HDR involves taking three separate pictures in quick succession, each with a different exposure to capture as much of the scene's highlight and shadow detail as possible. The camera's software then superimposes the three exposures to create a single picture containing more detail than would be possible with a single exposure. In this example, the left image was taken without HDR and the right image with (click the photo to see it full-size). Notice how the brickwork in the church is far more detailed in the HDR image, while the sky remains a rich blue without being blown out.
Pro Tip: Using HDR in action scenes can result in 'ghosting' when the shots are combined, as the three images don't quite match up, Hand wobbles while holding the camera is another cause of this, so choosing scenes where there is less movement -- for example, a landscape -- speck presidio grip iphone x tough case - black / white is likely to result in more successful HDR shots, Alternatively, an app such as HDR Camera+ from Almalence (£1.22, or a free trial) offers advanced HDR shooting capabilities, including a feature which compensates for handshakes and moving images..
Fill flash vs HDRWhen the HTC One X's flash is enabled it attempts to estimate the distance of the subject from the camera and automatically select the best strength for the flash and, generally speaking, it works very well. Typically flash is used in low-light and indoors, but it can also be used outdoors and on sunny days to provide 'fill flash', supplementing ambient lighting and helping foreground subjects pop out against brighter backgrounds. In practice, I found the HTC One X's flash struggled with this technique (middle image), perhaps gauging the exposure incorrectly to produce a weak flash. Unfortunately, there's no manual control of the flash strength.
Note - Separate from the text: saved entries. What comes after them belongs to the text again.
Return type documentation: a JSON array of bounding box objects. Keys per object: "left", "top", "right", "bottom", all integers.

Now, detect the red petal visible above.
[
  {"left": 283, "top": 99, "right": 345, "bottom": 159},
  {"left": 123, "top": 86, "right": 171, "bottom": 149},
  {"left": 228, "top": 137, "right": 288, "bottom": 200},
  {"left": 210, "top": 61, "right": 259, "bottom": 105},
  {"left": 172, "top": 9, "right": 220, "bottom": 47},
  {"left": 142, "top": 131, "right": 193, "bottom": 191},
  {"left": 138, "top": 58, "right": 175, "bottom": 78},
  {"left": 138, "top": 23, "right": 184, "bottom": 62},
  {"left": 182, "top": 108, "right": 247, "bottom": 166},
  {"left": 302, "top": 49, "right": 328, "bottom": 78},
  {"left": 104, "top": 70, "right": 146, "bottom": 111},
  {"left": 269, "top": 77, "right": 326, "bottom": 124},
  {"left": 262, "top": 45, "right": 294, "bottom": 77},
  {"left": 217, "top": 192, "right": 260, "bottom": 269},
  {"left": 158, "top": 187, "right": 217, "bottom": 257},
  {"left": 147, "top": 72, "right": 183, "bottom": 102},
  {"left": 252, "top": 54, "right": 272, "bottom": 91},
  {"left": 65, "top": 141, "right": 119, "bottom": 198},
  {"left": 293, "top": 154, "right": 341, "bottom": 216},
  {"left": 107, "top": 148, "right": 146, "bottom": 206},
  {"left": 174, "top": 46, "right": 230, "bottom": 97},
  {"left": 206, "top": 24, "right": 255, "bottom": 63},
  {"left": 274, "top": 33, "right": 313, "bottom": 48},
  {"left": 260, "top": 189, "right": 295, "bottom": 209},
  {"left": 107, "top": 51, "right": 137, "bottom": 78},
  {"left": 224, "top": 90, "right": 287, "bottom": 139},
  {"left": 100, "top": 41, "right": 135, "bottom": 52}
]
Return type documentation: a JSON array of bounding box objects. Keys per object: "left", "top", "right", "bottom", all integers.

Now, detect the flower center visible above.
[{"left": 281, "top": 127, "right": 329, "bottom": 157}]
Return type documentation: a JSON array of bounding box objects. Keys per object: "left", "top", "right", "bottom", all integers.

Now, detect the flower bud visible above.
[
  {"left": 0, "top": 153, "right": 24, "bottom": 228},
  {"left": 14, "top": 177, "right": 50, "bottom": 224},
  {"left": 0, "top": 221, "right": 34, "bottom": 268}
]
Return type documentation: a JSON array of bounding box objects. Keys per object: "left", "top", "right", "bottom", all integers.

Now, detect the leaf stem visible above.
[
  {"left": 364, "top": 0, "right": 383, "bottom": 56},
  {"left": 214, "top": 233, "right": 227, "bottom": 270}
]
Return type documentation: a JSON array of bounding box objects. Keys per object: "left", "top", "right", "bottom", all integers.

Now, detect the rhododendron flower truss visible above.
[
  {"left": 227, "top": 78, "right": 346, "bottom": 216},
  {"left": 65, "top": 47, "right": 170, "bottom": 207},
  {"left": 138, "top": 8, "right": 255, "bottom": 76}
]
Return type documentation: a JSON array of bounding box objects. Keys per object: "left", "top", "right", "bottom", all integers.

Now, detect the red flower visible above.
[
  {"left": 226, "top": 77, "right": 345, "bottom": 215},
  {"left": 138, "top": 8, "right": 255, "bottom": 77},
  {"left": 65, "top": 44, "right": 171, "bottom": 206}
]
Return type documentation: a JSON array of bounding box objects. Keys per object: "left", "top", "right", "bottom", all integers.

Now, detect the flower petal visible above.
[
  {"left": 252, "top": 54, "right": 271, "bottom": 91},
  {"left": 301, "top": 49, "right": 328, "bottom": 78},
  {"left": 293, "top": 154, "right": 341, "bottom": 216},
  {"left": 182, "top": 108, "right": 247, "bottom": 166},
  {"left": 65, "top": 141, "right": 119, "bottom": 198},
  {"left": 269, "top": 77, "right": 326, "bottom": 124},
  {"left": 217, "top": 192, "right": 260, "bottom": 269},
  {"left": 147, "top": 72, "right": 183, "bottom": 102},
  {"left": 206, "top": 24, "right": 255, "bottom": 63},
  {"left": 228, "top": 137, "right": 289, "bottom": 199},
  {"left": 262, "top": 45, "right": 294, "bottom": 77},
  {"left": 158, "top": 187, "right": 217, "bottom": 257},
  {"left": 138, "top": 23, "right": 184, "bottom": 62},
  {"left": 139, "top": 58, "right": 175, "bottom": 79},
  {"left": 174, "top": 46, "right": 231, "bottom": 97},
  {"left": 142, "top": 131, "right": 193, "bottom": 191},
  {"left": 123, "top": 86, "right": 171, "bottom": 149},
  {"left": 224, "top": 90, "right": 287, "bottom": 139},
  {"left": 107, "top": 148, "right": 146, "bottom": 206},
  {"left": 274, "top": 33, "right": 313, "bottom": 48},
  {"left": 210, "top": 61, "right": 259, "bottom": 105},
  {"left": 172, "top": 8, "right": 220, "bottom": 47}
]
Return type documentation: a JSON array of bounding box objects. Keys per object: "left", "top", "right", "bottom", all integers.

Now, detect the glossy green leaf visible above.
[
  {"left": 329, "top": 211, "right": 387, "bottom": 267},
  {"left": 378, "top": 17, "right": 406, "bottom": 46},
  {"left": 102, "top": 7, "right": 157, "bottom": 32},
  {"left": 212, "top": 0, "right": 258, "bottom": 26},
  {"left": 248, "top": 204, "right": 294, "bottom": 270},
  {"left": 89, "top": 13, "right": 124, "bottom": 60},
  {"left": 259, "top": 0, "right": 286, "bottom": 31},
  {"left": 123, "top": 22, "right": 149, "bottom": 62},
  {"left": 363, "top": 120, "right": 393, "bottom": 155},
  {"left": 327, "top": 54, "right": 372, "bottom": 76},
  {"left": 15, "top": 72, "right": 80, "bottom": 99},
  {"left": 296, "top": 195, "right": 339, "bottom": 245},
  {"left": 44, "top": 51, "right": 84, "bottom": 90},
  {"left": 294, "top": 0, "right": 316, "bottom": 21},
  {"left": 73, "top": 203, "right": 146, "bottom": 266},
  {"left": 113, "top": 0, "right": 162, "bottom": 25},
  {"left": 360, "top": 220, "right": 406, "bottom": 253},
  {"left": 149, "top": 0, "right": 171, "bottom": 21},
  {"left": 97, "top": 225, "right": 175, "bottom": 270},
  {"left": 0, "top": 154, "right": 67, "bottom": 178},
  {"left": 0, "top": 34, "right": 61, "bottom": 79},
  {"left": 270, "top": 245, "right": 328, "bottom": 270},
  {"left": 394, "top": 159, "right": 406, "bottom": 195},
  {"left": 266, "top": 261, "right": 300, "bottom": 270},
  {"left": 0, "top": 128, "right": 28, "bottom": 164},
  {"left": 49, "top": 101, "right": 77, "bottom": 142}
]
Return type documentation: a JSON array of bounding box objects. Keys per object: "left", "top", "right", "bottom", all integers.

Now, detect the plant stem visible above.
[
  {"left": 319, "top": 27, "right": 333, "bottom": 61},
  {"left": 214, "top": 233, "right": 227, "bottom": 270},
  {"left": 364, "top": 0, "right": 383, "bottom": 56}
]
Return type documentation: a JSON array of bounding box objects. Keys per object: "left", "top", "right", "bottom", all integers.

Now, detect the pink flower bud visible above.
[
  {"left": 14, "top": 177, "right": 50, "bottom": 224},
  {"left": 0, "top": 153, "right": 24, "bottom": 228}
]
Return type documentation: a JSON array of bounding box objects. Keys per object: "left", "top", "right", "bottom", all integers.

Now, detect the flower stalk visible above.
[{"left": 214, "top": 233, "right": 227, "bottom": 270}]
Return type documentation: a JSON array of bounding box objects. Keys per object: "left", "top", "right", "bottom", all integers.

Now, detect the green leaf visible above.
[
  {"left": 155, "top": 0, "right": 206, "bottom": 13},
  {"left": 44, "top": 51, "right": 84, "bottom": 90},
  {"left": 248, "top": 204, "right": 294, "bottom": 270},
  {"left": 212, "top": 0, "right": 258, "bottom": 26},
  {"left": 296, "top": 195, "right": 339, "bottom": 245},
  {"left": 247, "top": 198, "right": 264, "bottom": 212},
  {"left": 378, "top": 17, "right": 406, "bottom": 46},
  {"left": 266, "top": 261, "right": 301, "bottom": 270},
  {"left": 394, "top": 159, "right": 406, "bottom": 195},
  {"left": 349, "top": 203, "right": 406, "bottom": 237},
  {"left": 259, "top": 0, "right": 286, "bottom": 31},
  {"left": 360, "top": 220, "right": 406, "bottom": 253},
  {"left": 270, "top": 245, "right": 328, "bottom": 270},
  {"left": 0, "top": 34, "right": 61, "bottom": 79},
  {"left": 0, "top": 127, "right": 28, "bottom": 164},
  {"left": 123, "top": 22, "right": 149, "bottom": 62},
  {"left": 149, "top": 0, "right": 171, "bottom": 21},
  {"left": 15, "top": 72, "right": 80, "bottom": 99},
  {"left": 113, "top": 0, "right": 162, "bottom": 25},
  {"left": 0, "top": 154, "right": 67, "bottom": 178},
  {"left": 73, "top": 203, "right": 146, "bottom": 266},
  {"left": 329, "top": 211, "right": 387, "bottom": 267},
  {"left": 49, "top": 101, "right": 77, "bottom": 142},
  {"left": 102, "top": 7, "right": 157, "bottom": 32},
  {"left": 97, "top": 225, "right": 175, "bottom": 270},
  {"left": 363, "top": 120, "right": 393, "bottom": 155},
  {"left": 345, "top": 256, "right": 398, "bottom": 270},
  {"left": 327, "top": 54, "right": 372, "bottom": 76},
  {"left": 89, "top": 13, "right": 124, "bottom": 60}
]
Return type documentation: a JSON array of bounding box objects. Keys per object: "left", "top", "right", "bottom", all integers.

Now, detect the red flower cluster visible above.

However, taking a shot with the HDR scene mode selected (right image above) produced the better exposure speck presidio grip iphone x tough case - black / white for the foreground subject, although as highlighted above, this may not be so effective for fast-moving subjects, Group portraitAnother morsel of added value from HTC is the group portrait mode, Upon pressing the shutter icon, the camera once again takes several exposures and, using HTC ImageSense's smile detection, chooses either the best shot or -- here's the clever bit -- the best bits of each of the shots to create a single composite image with each of the subjects' eyes open and mouths a-smiling..
In-camera effectsAs well as the image adjustment settings from the camera's settings menu, various creative effects can be also applied and viewed in real-time from the effects menu. Tap the circular icon by the side of the shutter to reveal 16 looks, ranging from vignette and dots to greyscale and sepia. Many of the effects have an adjustment slider on the opposite side of the screen. These effects are fun to play with, offering a limited degree of customisation, and may shave time off your post-processing.